No metric anchors detected.

"Aligning language models to qualitative behavioral traits, such as human-likeness, remains difficult because they are hard to define, measure, and optimize."

Human Feedback Details

  • Uses human feedback: Yes
  • Feedback types: Pairwise Preference
  • Rater population: Not reported
  • Unit of annotation: Scalar
  • Expertise required: Medicine

Evaluation Details

  • Evaluation modes: Human Eval
  • Agentic eval: None
  • Quality controls: Not reported
  • Evidence quality: High
  • Use this page as: Secondary protocol comparison source

Protocol And Measurement Signals

Benchmarks / Datasets

LMSYS Chatbot Arena

Reported Metrics

No metric terms were extracted from the available abstract.

Research Brief

Metadata summary

Aligning language models to qualitative behavioral traits, such as human-likeness, remains difficult because they are hard to define, measure, and optimize.

Based on abstract + metadata only.
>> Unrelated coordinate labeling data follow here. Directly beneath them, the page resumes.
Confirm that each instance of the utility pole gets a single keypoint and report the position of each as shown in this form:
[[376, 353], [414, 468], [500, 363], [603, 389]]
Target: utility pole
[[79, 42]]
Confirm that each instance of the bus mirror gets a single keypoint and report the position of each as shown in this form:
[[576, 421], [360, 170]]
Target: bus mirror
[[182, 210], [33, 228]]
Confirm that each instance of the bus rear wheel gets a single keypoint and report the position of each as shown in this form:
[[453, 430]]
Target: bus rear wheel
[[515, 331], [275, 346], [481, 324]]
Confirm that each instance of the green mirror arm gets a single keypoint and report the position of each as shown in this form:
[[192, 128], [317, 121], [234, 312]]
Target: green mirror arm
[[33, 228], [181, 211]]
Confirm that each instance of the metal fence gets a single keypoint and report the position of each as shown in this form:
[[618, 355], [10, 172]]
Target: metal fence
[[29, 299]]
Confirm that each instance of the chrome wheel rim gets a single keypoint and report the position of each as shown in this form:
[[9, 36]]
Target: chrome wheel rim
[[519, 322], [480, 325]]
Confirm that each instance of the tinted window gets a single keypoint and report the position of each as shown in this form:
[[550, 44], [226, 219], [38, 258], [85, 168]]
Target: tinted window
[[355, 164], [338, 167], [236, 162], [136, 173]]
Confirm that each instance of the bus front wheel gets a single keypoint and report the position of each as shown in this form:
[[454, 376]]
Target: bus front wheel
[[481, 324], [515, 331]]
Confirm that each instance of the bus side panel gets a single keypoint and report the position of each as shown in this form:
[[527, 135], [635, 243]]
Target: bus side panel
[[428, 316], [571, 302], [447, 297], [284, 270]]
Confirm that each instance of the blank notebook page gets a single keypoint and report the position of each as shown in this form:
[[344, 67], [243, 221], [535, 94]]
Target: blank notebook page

Check the source paper before making high-confidence protocol decisions.

Key Takeaways

  • Aligning language models to qualitative behavioral traits, such as human-likeness, remains difficult because they are hard to define, measure, and optimize.
  • As a result, improvements in human-like behavior are largely driven by scale or broad supervised training, rather than targeted alignment.
  • We introduce Human Aligning LLMs (HAL), a framework for aligning language models to conversational human-likeness using an interpretable, data-driven reward.

Researcher Actions

  • Compare this paper against nearby papers in the same arXiv category before using it for protocol decisions.
  • Validate inferred eval signals (Human evaluation) against the full paper.
  • Use related-paper links to find stronger protocol-specific references.

Caveats

  • Generated from abstract + metadata only; no PDF parsing.
  • Signals below are heuristic and may miss details reported outside the abstract.

Research Summary

Contribution Summary

  • Aligning language models to qualitative behavioral traits, such as human-likeness, remains difficult because they are hard to define, measure, and optimize.
  • As a result, improvements in human-like behavior are largely driven by scale or broad supervised training, rather than targeted alignment.
  • We introduce Human Aligning LLMs (HAL), a framework for aligning language models to conversational human-likeness using an interpretable, data-driven reward.

Why It Matters For Eval

  • Aligning language models to qualitative behavioral traits, such as human-likeness, remains difficult because they are hard to define, measure, and optimize.
  • We introduce Human Aligning LLMs (HAL), a framework for aligning language models to conversational human-likeness using an interpretable, data-driven reward.

Researcher Checklist

  • Pass: Human feedback protocol is explicit

    Detected: Pairwise Preference

  • Pass: Evaluation mode is explicit

    Detected: Human Eval

  • Gap: Quality control reporting appears

    No calibration/adjudication/IAA control explicitly detected.

  • Pass: Benchmark or dataset anchors are present

    Detected: LMSYS Chatbot Arena

  • Gap: Metric reporting is present

    No metric terms extracted.

Related Papers

Papers are ranked by protocol overlap, extraction signal alignment, and semantic proximity.